Validation processes allow us to demonstrate that a model is sufficiently realistic to address its intended use cases. In cases where we use model components such as birth, death, and household formation to carry our synthetic population forward in time during a simulation, we validate by comparing to reference data from the U.S. Census Bureau. This allows us to confirm that the resulting synthetic population matches the reference data.

When engaging in data comparison, we account for the following metrics:

  • Total population size
  • The distribution of age, overall and by sex
  • The distribution of race and ethnicity
  • The distribution of marital status
  • The distribution of household size
  • Employment status

Using the above metrics, we compare our modeling outcomes in two different ways. We compare our findings to aggregate population characteristics, such as age, sex, and race/ethnicity, and household totals and characteristics, such as household size and composition. These are reported at the census tract level in the American Community Survey (ACS)’s five-year estimates. We also compare our modeling findings to year-by-year population estimates and characteristics at the county level.

Origin

The core of our default synthetic population was developed by RTI International. In short, RTI used an iterative proportional fitting method developed in Beckman, et al. (1996) to generate an agent population based on the US Census Bureau’s Public Use Microdata Sample (PUMS) files and Census aggregated data. See Wheaton, et al. (2009) for a detailed description.
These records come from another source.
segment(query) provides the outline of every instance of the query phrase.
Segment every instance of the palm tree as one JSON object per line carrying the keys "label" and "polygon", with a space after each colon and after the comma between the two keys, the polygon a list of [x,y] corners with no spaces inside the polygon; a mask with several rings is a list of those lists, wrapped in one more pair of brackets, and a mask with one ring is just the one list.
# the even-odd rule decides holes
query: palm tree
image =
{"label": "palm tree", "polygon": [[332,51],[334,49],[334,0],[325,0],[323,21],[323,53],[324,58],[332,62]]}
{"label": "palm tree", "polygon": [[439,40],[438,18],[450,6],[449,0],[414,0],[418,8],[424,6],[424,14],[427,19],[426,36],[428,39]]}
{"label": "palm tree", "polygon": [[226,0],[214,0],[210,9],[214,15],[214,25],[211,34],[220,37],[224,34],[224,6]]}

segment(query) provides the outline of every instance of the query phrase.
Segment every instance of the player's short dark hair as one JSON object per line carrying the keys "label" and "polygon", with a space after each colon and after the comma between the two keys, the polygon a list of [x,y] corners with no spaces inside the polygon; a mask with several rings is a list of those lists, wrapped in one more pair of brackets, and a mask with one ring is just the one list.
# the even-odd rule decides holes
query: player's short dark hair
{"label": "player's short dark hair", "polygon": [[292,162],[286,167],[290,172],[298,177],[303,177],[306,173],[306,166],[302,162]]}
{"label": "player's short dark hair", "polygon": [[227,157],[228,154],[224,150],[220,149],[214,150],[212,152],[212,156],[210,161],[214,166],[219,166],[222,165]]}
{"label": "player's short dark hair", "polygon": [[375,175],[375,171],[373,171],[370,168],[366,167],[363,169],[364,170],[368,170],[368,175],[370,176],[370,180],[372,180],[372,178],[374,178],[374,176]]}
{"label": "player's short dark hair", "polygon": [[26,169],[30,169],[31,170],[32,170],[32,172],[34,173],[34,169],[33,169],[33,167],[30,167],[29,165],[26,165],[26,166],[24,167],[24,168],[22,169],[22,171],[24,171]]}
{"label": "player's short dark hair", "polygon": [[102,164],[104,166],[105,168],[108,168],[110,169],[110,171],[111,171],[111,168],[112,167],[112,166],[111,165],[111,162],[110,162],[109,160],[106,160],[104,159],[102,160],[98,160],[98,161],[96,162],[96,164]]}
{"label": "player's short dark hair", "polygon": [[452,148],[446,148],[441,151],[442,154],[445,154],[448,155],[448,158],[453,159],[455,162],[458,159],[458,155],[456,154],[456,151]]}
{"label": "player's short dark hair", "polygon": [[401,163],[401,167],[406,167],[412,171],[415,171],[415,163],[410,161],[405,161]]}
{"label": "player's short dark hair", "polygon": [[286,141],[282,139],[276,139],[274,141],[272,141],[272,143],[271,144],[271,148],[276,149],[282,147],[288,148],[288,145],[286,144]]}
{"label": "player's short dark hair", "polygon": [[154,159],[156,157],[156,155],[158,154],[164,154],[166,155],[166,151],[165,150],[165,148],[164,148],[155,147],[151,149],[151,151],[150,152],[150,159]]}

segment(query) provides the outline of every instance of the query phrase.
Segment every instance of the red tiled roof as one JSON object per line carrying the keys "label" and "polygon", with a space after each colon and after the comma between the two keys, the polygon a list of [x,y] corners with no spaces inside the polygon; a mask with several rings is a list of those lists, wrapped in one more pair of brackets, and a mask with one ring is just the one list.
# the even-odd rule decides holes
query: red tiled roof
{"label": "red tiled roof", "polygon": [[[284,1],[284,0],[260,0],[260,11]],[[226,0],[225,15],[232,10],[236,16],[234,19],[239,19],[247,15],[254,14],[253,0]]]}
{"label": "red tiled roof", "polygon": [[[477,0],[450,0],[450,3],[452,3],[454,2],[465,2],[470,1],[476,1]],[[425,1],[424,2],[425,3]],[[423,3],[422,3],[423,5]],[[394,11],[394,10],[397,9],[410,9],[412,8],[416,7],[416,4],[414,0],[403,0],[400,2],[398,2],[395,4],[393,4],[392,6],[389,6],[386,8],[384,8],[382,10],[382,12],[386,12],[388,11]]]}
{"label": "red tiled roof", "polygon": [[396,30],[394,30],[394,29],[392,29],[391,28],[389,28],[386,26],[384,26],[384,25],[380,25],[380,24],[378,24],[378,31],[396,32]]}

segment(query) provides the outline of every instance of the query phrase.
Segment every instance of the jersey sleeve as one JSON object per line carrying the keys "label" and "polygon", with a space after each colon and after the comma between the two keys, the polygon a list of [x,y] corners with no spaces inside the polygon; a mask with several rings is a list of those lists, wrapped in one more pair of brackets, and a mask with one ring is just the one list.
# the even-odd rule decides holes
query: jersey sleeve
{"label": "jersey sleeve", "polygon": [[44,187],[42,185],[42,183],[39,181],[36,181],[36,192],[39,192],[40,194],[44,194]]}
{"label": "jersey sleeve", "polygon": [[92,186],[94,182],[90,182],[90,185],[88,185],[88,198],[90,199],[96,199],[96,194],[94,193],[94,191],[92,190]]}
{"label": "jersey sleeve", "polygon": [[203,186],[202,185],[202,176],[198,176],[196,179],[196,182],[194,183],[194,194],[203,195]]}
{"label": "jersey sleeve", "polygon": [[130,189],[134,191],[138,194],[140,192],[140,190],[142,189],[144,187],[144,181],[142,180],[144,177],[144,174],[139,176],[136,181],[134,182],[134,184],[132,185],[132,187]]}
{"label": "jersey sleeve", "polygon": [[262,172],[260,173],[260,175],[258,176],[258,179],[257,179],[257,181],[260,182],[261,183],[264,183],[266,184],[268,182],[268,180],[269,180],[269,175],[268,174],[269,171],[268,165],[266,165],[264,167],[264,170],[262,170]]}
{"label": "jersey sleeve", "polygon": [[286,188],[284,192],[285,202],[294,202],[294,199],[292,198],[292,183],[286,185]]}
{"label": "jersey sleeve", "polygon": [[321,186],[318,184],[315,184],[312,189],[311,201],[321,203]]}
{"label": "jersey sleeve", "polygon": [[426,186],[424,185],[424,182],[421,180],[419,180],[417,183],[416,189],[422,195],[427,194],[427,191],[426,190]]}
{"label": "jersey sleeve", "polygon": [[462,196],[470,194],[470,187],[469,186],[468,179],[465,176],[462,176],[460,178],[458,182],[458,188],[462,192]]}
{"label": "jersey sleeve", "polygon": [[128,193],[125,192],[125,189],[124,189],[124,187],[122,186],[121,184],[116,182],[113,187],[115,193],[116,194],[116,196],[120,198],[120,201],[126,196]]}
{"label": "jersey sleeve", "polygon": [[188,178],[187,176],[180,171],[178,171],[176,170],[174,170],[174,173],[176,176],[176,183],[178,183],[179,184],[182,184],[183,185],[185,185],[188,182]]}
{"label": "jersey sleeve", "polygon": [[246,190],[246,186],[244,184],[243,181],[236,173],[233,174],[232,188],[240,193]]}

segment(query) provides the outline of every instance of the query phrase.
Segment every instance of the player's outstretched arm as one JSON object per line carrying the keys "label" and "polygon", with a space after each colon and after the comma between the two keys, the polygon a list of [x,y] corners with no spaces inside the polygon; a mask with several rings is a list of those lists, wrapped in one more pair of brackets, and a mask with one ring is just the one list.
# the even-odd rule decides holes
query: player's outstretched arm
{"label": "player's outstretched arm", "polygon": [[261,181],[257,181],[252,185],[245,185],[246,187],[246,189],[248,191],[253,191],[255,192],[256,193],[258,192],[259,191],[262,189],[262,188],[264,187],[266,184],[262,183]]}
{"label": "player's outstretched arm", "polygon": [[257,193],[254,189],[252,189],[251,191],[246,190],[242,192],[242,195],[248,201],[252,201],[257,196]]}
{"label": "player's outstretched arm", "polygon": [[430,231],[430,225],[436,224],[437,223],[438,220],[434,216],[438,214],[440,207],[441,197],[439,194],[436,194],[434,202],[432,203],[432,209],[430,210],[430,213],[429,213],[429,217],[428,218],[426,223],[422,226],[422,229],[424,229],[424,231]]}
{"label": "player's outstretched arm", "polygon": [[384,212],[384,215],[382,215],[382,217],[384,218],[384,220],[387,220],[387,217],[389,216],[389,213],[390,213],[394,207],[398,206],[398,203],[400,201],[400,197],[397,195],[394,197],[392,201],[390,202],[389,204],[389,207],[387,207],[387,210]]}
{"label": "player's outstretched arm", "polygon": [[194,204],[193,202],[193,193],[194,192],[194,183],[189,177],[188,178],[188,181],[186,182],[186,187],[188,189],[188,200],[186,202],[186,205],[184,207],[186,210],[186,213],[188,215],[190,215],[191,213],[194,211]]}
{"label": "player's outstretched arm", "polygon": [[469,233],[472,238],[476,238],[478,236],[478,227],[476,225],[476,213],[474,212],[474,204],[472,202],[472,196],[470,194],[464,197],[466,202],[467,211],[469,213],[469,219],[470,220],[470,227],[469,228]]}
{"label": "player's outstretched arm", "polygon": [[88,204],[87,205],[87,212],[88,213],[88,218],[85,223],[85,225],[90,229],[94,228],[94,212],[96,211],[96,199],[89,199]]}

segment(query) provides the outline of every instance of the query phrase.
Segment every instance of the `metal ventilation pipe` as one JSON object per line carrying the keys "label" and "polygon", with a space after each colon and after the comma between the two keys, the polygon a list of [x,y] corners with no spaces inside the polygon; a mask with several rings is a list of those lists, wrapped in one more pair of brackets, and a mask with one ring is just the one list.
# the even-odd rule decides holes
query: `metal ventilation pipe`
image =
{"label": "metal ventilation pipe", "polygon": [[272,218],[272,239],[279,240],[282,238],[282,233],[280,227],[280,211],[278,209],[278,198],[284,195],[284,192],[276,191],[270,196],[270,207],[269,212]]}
The result is that each agent has a set of socio-demographic characteristics and daily behaviors that include age, sex, and race and household location and membership.

As described on the RTI web site:

“Unlike typical sociodemographic data, the RTI U.S. Synthetic Household Population represents households and persons as dots on a Report—matching high-resolution population distributions with the correct mix of households in each census block group.”

The RTI synthetic population has been transformed into an Epistemix synthetic population, so that it can be used as a core component of data science and modeling projects with the Epistemix platform.